The delay was increasing. It was so bad that Ryanair gave us coupons for food, to not die from hunger at the airport.

Then the night came. I started to feel a little better (thanks to Finding Dory playing in the children's corner, captivating). Others become apathetic. We wanted to move. We just tied a knot on my jacket and used it as a ball. Then we found some papers and made paper planes. We did some competitions and briefly convinced a random person to join us.

For that, we were honored by the general manager of the airport as the most enthusiastic group. Maybe he did not meant it. We invited him, and he did not want to play with us.

Then some mechanic (or pilot) came from London on a private plane, did his magic, and we could fly. The company was fair. They even told us how to claim money for the delay. In the end, we got the compensation. It was enough money to pay for the whole trip, food and everything.

Finally, with a delay, we were landing in the night Bergamo.

Night Bergamo

We had almost the whole night to explore Bergamo, because they kicked us out of the airport. It is closed during the night. We also met two girls that were in a similar situation as we were. They needed to wait too. So they joined us.

Bergamo is a beautiful medieval city. We walked around and finally found some restaurant garden where we slept for a few hours before going back.

Sofia

Public transport connects the airport to the center of the city. You pay for the metro, and you are there in no time. We had time, and we wanted to continue by train. Close to the airport, there is a high concentration of rails (on the map). So we thought we get there in a few minutes and hop on a train.

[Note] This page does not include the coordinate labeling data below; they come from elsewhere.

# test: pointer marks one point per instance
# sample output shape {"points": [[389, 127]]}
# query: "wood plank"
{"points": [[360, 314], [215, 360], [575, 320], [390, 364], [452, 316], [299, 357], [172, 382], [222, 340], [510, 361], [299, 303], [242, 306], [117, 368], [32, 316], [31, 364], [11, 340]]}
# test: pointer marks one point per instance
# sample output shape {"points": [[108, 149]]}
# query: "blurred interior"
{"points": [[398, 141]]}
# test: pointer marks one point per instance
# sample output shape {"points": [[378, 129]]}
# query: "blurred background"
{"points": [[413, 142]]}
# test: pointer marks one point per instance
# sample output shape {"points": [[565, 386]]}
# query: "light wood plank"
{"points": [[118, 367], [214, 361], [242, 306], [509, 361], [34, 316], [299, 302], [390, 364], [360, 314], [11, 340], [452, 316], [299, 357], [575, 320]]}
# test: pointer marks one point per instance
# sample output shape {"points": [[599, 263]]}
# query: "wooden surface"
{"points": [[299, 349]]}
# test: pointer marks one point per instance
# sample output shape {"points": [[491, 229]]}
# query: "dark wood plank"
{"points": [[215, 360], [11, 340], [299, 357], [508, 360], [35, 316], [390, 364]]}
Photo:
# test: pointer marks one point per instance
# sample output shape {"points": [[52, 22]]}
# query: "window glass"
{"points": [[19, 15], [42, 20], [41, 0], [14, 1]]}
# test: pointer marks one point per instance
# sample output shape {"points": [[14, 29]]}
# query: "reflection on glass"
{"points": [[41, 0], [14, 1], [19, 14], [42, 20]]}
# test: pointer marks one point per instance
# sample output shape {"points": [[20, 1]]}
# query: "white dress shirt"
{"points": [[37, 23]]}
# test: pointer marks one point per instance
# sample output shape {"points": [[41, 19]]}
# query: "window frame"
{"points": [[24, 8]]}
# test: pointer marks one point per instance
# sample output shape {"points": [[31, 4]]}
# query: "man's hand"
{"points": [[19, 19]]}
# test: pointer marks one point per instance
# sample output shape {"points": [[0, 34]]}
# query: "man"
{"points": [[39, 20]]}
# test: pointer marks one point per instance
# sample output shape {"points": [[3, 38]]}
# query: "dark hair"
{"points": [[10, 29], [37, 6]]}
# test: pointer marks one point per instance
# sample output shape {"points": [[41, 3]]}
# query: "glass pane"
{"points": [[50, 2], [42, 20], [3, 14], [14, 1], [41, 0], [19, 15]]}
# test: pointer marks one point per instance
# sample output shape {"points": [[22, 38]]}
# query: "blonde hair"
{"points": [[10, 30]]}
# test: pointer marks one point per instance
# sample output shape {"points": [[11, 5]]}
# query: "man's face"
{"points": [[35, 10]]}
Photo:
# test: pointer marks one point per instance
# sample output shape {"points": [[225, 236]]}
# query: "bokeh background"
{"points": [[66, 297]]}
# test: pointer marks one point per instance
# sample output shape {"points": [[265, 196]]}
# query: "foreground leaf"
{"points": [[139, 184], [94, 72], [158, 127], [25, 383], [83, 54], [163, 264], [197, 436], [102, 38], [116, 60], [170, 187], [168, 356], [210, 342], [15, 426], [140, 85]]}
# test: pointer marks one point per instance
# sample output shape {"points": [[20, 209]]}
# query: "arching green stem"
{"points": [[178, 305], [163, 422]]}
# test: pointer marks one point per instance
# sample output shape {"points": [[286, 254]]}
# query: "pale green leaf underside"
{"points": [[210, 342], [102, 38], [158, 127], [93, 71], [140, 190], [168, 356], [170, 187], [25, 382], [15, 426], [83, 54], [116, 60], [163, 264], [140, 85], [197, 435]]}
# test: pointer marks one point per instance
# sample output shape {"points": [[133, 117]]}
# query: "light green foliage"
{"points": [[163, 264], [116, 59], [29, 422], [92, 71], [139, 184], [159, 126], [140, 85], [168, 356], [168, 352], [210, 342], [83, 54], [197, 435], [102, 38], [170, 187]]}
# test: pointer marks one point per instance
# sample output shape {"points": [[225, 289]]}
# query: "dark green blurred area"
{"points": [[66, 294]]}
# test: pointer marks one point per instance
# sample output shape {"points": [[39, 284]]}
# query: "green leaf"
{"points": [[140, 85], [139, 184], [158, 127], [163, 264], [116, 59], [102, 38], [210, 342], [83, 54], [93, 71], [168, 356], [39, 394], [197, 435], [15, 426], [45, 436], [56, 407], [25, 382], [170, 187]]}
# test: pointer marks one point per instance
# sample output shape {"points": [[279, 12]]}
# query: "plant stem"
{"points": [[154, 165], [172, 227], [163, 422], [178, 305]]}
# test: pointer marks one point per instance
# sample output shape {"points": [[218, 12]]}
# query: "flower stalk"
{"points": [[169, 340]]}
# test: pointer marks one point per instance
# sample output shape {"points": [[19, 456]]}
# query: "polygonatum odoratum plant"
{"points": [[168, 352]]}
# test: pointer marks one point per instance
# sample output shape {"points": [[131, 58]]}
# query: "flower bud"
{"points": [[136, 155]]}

We turned like three corners, and culture shock hit us. There was a street, not asphalt, just mud and puddles and around running goose and wild children. I ducked my head and speeded up. Filip was more outgoing, but then when I was far, he realized that we are not returning for him if these children take him to play with them. He got faster too.

Finally, we were close to the highest concentration of train rails in Sofia. It was a glorious big station. About 20 years ago. Now, most of them are overgrown by grass.

So, we bought our food in Billa, the best thing we found was a coconut fat (more calories than butter and handy case). Afterward, we went by bus to the train station. (I am still thinking about it. I do not suppose that buses in Sofia are free, but when we asked a driver for the ticket, he just waved us inside. From then on, I wonder if I broke the law or not.)

Then we waited for a few hours for a train that would bring us closer to the mountains.

The train was nice, but there was a summer storm, some water got to the train. It stirred everything already dry on the floor. So we were going to the mountains in the horrible stench of piss.
It was unbearable. I decided to walk around to find more pleasant seats. I found out that other places do not smell...


like piss.

Night Bergamo
Night street in Bergamo.
Coconut fat
Delicious coconut fat, the best thing we bought.
Almost train station
The train station on the map, almost.